- In order to enthuse and capture children’s imaginations to want to write purposeful pieces for a wide variety of audiences. We ensure that children become immersed in the text right from the start of their learning journey, by providing a hook into the text. This could be in the form of the blurb, an image or video clip, a concrete item to provide a clue and to provoke discussion or an extract of the text to entice the children to want to find out more! This element of the sequence will give children the necessary desire and knowledge of content to be able to write high quality pieces of writing.
- Children’s prior experiences, knowledge and interests are all taken into account when planning and ensure that children are not disadvantaged through a lack of outside of school experiences.
- Good speaking and listening skills are crucial to the development of writing. Drama and role play opportunities are provided prior to writing. Teachers also plan for talking opportunities through drama, talk partners and group discussion to enable children to verbally rehearse their ideas before writing
- Modelling is an important part of the writing process where children get to observe and learn from how expert writers think about the writing process.
- During modelled writing, the teacher thinks aloud while writing and models strategies in front of the children, communicating the strategies being used.
- Teachers may model writing skills such as punctuating, rehearsing, proof reading, editing, word selection, sentence construction and paragraphing.
- This strategy can also be used in guided writing groups and should be used more frequently than modelled writing.
- In shared writing, the teacher skilfully invites contributions from the children and teaches writing skills such as rehearsal, proof reading and editing, and production of a final draft.
- Shared writing should be focused around smaller pieces of text in order to ensure that the focus is on the quality of the writing and deeper learning can take place around more focused content
Editing and Redrafting are considered essential elements of the writing process.
- Editing will often have a focus on syntax, spelling and basic punctuation; whereas, redrafting will have a more prominent focus around the vocab, composition and cohesion of the piece.
- Both of these elements need to modelled to children frequently in order for children to observe expert writers improving their own work
We believe that writing should be purposeful and children should have a final product in their writing that they take pride in.
- At the beginning of an English learning journey, an example of the purpose of their writing will be shared with the class and placed on display for children to refer to throughout the unit.
- A copy of the final piece will be placed into the literacy books and some will be used for display purposes.
Developing Writing Skills in the Early Years Foundation Stage (EYFS)
Writing down ideas fluently depends on effective transcription: that is, spelling quickly and accurately through knowing the relationship between sounds and letters (phonics) and understanding the morphology (word structure) and orthography (spelling structure) of words. This understanding begins in EYFS through daily, high quality phonics lessons.
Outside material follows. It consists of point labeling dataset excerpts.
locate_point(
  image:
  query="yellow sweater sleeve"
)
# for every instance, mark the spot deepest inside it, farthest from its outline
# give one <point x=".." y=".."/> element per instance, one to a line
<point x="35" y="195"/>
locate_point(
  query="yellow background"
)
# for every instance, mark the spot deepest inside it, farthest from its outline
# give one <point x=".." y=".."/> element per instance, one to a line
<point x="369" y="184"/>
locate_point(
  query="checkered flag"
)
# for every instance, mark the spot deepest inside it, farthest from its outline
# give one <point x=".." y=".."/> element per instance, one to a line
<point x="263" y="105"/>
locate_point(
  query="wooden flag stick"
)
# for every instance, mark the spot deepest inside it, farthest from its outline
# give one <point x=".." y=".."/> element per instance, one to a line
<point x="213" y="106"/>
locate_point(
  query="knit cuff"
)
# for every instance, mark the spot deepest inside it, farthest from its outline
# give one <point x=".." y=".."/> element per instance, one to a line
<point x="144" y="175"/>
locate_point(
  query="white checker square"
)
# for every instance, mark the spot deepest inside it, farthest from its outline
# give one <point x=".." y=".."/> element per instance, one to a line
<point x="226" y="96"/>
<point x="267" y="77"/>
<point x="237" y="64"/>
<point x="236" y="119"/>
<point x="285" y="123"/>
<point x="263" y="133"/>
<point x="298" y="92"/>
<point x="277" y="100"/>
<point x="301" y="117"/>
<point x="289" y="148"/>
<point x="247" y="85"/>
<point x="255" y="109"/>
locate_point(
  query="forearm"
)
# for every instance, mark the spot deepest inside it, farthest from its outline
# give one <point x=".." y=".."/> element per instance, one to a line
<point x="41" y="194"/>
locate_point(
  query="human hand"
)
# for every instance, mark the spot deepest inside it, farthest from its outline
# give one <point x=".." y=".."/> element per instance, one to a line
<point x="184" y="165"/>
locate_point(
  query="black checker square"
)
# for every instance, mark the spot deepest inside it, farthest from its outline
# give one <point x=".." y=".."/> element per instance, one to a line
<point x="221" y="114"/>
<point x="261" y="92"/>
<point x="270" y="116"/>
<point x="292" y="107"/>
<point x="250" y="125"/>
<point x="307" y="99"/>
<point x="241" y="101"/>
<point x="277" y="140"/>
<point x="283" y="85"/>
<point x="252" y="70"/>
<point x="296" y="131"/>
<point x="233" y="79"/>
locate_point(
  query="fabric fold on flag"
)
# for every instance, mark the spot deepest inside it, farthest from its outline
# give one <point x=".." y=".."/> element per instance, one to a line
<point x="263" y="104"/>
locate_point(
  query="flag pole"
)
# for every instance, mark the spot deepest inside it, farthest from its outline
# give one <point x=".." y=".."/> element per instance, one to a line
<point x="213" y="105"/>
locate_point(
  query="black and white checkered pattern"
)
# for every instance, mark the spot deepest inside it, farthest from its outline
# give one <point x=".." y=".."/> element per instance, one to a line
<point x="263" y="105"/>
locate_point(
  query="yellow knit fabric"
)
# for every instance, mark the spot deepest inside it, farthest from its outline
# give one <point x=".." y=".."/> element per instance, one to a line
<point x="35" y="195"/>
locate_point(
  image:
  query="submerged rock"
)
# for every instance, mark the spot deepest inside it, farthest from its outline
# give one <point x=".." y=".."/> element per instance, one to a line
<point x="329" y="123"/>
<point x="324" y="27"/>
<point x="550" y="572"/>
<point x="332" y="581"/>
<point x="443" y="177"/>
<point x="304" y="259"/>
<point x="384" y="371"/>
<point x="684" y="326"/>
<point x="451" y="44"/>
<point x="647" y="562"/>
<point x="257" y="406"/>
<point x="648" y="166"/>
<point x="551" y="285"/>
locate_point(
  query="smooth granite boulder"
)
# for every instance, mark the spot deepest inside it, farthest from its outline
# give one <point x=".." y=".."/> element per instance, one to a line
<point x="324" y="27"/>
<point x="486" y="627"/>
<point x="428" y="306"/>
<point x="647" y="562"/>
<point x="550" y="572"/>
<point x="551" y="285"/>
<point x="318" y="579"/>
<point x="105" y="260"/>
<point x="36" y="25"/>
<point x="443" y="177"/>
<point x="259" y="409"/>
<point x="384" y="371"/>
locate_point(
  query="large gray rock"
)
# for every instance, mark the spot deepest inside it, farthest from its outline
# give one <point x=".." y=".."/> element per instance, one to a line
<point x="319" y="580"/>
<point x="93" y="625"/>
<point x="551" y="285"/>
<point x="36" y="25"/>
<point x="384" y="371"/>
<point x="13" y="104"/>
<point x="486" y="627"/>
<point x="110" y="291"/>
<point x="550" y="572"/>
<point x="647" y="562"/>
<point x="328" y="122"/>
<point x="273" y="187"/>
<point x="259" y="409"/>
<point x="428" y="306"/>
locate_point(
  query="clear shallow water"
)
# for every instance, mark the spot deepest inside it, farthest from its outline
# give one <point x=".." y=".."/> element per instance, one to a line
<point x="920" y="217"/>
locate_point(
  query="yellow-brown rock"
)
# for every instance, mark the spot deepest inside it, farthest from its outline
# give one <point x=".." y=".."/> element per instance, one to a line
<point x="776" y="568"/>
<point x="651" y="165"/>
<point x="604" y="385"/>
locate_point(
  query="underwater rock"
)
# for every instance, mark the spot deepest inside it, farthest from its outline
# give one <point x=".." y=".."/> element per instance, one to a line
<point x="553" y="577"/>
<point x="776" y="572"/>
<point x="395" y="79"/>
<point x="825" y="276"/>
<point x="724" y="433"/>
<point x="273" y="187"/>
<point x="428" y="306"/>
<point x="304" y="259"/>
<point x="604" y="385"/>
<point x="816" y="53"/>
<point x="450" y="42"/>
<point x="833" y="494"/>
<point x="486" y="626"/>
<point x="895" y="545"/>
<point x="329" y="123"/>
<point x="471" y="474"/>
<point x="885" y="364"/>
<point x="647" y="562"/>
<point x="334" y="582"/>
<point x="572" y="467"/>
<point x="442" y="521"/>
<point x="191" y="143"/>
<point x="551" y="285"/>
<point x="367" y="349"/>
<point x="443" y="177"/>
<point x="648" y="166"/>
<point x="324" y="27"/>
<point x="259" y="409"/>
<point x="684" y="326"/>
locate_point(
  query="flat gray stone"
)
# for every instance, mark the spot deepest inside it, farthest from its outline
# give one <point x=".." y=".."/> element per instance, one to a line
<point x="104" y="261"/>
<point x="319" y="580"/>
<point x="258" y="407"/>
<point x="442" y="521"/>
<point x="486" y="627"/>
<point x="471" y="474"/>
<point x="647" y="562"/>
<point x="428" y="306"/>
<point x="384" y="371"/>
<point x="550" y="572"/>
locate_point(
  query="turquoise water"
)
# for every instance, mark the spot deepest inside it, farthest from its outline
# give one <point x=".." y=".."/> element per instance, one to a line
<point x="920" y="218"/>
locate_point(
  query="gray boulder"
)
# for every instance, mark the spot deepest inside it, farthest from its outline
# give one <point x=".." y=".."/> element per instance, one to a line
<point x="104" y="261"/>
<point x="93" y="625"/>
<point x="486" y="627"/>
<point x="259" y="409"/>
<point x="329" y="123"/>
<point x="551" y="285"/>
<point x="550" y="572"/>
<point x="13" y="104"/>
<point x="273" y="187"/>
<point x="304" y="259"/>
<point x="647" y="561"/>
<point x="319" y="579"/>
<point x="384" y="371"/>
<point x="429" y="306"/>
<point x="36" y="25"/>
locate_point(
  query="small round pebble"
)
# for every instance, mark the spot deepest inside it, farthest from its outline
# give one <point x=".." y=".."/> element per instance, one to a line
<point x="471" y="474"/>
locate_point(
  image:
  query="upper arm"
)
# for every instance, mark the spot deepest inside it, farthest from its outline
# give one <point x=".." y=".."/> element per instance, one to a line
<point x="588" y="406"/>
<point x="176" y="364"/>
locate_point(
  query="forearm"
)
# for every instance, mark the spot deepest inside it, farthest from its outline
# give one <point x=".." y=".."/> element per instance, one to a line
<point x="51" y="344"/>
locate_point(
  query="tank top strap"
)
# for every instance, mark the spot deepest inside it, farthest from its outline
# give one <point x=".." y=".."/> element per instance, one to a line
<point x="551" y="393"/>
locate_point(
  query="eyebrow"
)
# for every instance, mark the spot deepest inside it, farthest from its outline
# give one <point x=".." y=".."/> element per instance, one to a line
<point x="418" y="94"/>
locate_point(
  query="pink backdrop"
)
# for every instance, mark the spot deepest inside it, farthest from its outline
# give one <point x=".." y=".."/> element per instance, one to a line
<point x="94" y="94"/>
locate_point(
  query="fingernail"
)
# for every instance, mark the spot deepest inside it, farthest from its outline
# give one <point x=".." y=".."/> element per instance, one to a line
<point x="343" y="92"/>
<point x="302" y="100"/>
In EYFS, children are encouraged to attempt their own emergent writing and their efforts are valued and celebrated. As their phonic knowledge increases, so does their ability to write independently. At the same time, their knowledge of key words is supported through reading and writing activities, including shared reading and writing. Legible letter formation is explicitly taught and modelled on a daily basis. A wide variety of opportunities are provided for children to engage in writing activities and independently apply their phonic skills through role play, creative activities, computing and the outdoor area.